Steve Bainbridge comments on a California case involving whether Fedex drivers are independent contractors, tipped by Christine Hurt. Steve quotes from his book on the application of Restatement (Second) of Agency § 220(2), concluding that, “if you try to get the benefits of vertical integration, while avoiding the legal responsibilities that attach to a vertically integrated firm, California will put substance ahead of form.”
True enough, but the problem is determining when you’re trying to “get the benefits of vertical integration.” And the problem with that is that “vertical integration” is an economic concept that needs to be adapted to the legal task of providing a yes or no answer as to liability. The multifactor Restatement approach is not much help because it doesn’t tell you which factors are important.
Chapter 2 of my Unincorporated Business Associations book includes Judge Posner’s opinion in Anderson v. Marathon Petroleum Company, 801 F.2d 936 (7th Cir. 1986), which provides somewhat more help in applying the economic definition of the firm to the independent contractor issue. Posner says:
The reason for distinguishing the independent contractor from the employee is that, by definition of the relationship between a principal and an independent contractor, the principal does not supervise the details of the independent contractor’s work and therefore is not in a good position to prevent negligent performance, whereas the essence of the contractual relationship known as employment is that the employee surrenders to the employer the right to direct the details of his work, in exchange for receiving a wage. The independent contractor commits himself to providing a specified output, and the principal monitors the contractor’s performance not by monitoring inputs— i.e., supervising the contractor—but by inspecting the contractually specified output to make sure it conforms to the specifications. This method of monitoring works fine if it is feasible for the principal to specify and monitor output, but sometimes it is not feasible, particularly if the output consists of the joint product of many separate producers whose specific contributions are difficult (sometimes impossible) to disentangle. In such a case it may be more efficient for the principal to monitor inputs rather than output—the producers rather than the product. By becoming an employee a producer in effect submits himself to that kind of monitoring, receiving payment for the work he puts in rather than for the output he produces.
Since an essential element of the employment relationship is thus the employer’s monitoring of the employee’s work, a principal who is not knowledgeable about the details of some task is likely to delegate it to an independent contractor. Hence in general, though of course not in every case, the principal who uses an independent contractor will not be as well placed as an employer would be to monitor the work and make sure it is done safely. This is the reason as we have said for not making the principal vicariously liable for the torts of his independent contractors.
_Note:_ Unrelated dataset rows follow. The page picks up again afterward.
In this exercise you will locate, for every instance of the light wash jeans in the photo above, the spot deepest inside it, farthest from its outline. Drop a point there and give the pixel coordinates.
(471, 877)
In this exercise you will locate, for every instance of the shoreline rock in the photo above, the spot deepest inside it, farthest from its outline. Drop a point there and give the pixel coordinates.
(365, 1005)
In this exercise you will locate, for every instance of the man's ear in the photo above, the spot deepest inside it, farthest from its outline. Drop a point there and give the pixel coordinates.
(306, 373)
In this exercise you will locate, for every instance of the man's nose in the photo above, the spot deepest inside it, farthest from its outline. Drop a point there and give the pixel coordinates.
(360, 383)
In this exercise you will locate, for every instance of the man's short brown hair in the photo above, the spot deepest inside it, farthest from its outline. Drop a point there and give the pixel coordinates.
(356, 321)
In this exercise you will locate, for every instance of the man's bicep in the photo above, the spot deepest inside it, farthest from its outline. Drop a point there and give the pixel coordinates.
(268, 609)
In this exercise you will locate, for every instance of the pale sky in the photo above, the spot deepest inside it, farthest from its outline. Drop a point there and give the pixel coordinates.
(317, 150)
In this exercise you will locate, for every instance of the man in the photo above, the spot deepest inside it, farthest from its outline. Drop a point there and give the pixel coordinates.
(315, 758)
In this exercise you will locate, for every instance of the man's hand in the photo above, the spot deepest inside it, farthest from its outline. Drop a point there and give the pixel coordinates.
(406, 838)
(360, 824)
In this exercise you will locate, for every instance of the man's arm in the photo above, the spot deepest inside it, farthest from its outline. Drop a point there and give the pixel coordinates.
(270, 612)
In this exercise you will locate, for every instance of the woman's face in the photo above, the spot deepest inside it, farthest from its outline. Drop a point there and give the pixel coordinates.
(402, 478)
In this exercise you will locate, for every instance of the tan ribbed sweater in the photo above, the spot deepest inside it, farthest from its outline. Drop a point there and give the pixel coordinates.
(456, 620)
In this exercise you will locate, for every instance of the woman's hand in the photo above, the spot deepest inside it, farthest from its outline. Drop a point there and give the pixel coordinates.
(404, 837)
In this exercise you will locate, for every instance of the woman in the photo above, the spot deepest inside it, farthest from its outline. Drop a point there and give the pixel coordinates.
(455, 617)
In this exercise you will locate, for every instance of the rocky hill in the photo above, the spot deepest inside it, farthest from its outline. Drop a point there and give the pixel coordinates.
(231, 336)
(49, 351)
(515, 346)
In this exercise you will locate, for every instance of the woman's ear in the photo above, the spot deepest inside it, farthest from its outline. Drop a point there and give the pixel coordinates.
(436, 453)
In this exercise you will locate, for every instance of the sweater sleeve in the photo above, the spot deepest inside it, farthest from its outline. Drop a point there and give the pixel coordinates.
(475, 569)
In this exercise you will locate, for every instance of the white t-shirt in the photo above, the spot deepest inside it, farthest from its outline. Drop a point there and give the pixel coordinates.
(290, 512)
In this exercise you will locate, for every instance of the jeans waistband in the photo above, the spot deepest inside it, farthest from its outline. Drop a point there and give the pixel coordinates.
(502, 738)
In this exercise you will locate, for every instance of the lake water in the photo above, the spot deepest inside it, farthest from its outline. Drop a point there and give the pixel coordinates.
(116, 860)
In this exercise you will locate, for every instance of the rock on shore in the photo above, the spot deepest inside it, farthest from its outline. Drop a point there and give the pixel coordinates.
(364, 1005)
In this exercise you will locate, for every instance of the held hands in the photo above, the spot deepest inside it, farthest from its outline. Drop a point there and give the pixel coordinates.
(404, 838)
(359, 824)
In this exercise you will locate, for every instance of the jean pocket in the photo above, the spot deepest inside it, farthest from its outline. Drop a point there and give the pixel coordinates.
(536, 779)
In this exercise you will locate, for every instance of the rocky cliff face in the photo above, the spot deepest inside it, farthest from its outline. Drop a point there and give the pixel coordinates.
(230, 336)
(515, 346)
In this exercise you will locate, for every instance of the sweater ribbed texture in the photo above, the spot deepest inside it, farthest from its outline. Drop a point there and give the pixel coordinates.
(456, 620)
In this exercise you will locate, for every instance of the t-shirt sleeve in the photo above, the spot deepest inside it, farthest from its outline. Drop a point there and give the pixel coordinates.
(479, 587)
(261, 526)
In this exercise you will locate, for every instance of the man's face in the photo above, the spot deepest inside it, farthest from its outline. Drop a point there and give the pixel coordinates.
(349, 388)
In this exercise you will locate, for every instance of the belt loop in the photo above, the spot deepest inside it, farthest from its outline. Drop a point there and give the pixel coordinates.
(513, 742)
See Calabresi, Some Thoughts on Risk Distribution and the Law of Torts, 70 YALE L.J. 499, 545 (1961).
So the independent contractor determination should depend on whether the principal's contract with the agent calls for output-based or input-based control.
These observations go a long way toward making sense of the Restatement section 220 factors. However, in some situations the principal or master may have perverse incentives to disguise what is essentially an input-based contract as an output-based contract. That’s the real substance vs. form issue. In Anderson, Judge Posner had to determine whether having an employee sandblast without appropriate protection was an “abnormally dangerous activity” under Restatement (Second) of Torts § 427A (Judge Posner said no).
Analysis of the Fedex situation is complicated by the fact that it does not involve tort liability but the drivers’ coverage under California employment law. It is not clear this calls for the same policies as the tort issue in a case like Anderson. This is similar to the problem of applying the independent contractor rule in employment discrimination cases, as the Court did Clackamas Gastroenterology Associations, P.C. v. Wells, 538 U.S. 440 (2003), excerpted and discussed in Chapter 3 of Unincorporated Business Entities.
The cloke of "Independent Contractor" status is just a simple way for large companies to "have it both ways" they deny any real liability, don't have to pay any expenses incurred by the driver, have the power to fire anybody for anything, get free advertising (uniform,truck), negotiate their own contracts and the driver is just an employee with a lot of expenses and very little rights, while providing free advertisement on the truck and monkey suit. Wake up people!